• conservative •
kên-sêr-vê-tiv • Hear it!
Part of Speech: Adjective, Noun
Meaning: 1. Favoring traditional values, reluctant to change or support change. 2. Moderate, cautious, not risky, underestimated, as a conservative estimate. 3. Not extravagant, modern, or flashy, as a conservative suit.
Notes: Like its antonym, liberal, this adjective may be used as a noun. A conservative is someone who adheres to the first definition above, usually a member of the Republican Party in the US and the Conservative Party elsewhere. The adverb for this word is conservatively and, again like liberal, it offers two nouns: conservatism for the political conviction and conservativeness for the other meanings.
In Play: A true conservative likes things the way they are.
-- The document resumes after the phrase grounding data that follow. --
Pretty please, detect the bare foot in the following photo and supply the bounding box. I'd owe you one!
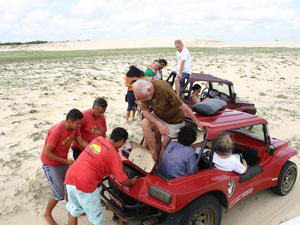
[43,213,58,225]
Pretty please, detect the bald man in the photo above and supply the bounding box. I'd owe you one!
[133,79,210,162]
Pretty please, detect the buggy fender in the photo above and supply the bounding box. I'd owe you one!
[271,144,297,178]
[114,170,231,213]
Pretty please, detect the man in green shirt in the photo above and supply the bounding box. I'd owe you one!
[144,60,159,79]
[133,79,211,162]
[144,67,156,78]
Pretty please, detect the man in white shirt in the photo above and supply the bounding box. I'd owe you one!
[174,40,192,97]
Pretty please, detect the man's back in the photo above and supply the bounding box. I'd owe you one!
[139,80,185,124]
[158,141,196,179]
[65,136,127,193]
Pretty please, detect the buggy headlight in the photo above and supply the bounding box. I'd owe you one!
[149,185,172,204]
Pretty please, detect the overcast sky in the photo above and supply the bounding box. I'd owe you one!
[1,0,300,43]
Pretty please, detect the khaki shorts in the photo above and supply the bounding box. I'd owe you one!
[154,114,185,138]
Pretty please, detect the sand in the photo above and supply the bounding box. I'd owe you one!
[0,38,300,225]
[1,38,300,51]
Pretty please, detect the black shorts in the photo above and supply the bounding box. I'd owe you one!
[72,146,82,160]
[127,90,137,111]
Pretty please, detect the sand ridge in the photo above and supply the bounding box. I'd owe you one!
[1,37,300,51]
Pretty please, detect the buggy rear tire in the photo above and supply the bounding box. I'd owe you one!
[166,194,221,225]
[272,161,297,196]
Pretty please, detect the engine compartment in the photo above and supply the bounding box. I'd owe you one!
[101,164,160,222]
[123,164,145,179]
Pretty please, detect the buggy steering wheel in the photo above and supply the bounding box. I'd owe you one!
[200,87,209,101]
[200,88,222,100]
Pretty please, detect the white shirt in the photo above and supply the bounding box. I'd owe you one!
[213,153,247,174]
[176,47,192,74]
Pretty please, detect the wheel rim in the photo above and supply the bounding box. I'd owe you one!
[189,208,215,225]
[281,166,297,194]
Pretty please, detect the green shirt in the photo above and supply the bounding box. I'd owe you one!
[144,68,156,77]
[140,80,184,124]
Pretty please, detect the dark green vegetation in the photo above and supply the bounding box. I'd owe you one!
[0,40,48,46]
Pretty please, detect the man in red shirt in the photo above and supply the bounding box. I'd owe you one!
[65,127,138,225]
[41,109,88,225]
[71,97,108,160]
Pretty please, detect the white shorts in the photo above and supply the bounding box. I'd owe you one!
[154,114,185,138]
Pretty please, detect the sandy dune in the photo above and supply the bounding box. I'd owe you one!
[1,38,300,51]
[0,40,299,225]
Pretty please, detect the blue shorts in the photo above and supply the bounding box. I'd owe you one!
[66,185,103,225]
[127,90,136,111]
[179,72,191,88]
[42,164,68,201]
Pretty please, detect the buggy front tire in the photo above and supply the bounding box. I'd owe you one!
[166,194,222,225]
[272,161,297,196]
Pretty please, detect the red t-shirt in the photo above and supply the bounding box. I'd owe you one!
[41,121,81,166]
[64,136,128,193]
[72,109,107,150]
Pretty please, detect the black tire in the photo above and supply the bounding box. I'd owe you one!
[272,161,297,196]
[166,195,222,225]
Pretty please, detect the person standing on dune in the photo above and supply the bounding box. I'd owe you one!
[124,66,145,122]
[174,40,192,97]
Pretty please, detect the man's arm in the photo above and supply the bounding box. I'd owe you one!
[142,110,169,135]
[242,159,248,169]
[112,154,139,186]
[93,126,106,137]
[191,94,199,104]
[179,103,212,128]
[75,136,88,149]
[45,145,74,165]
[100,117,107,138]
[177,60,185,79]
[101,132,106,138]
[97,129,106,138]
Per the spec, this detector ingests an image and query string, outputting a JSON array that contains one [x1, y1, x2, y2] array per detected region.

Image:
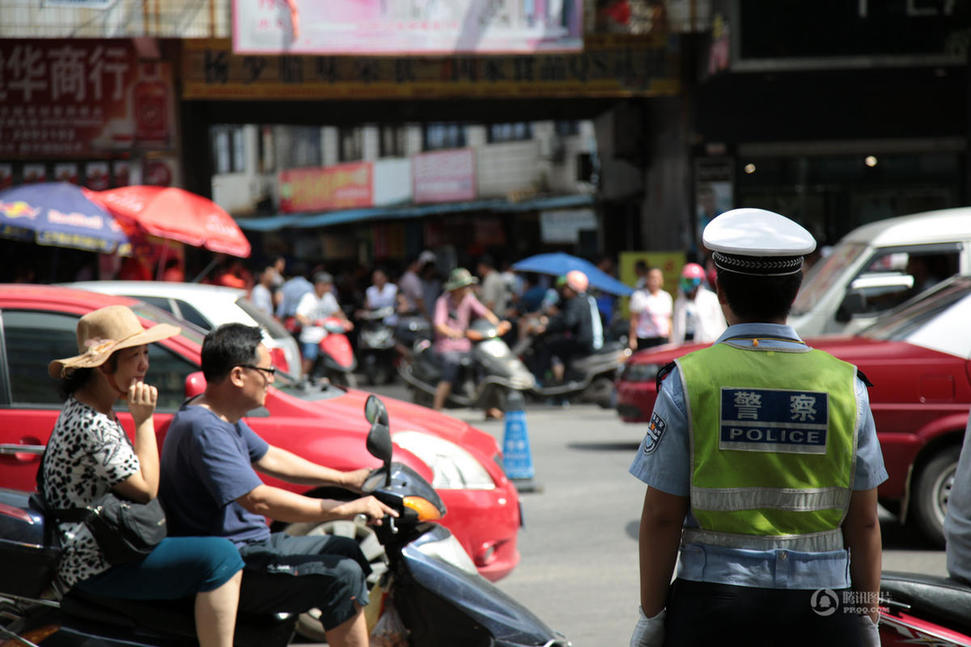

That notorious liberal, President Franklin D. Roosevelt, once said, "A conservative is a man with two perfectly good legs who, however, has never learned how to walk forward." However, this word has many more meanings than the political one: "Despite the conservative outfit she wore, Sally Forth had been rather liberal in applying cosmetics to her face."
Word History: Today's Good Word is Latin conservativus "preserving, maintaining" from conservare "to preserve, maintain". The Latin verb is made up of con- "(together) with" + servare "to keep, protect". Some still debate whether servare comes from servus "slave", a word borrowed from Etruscan, possibly along with some slaves who spoke that long lost language. While some slaves did serve as guardians of their masters' property, it is difficult to think of a class of people considered servile as protectors. The phonological similarity is very striking, however, and we can see a semantic path from servants to protectors to preservation.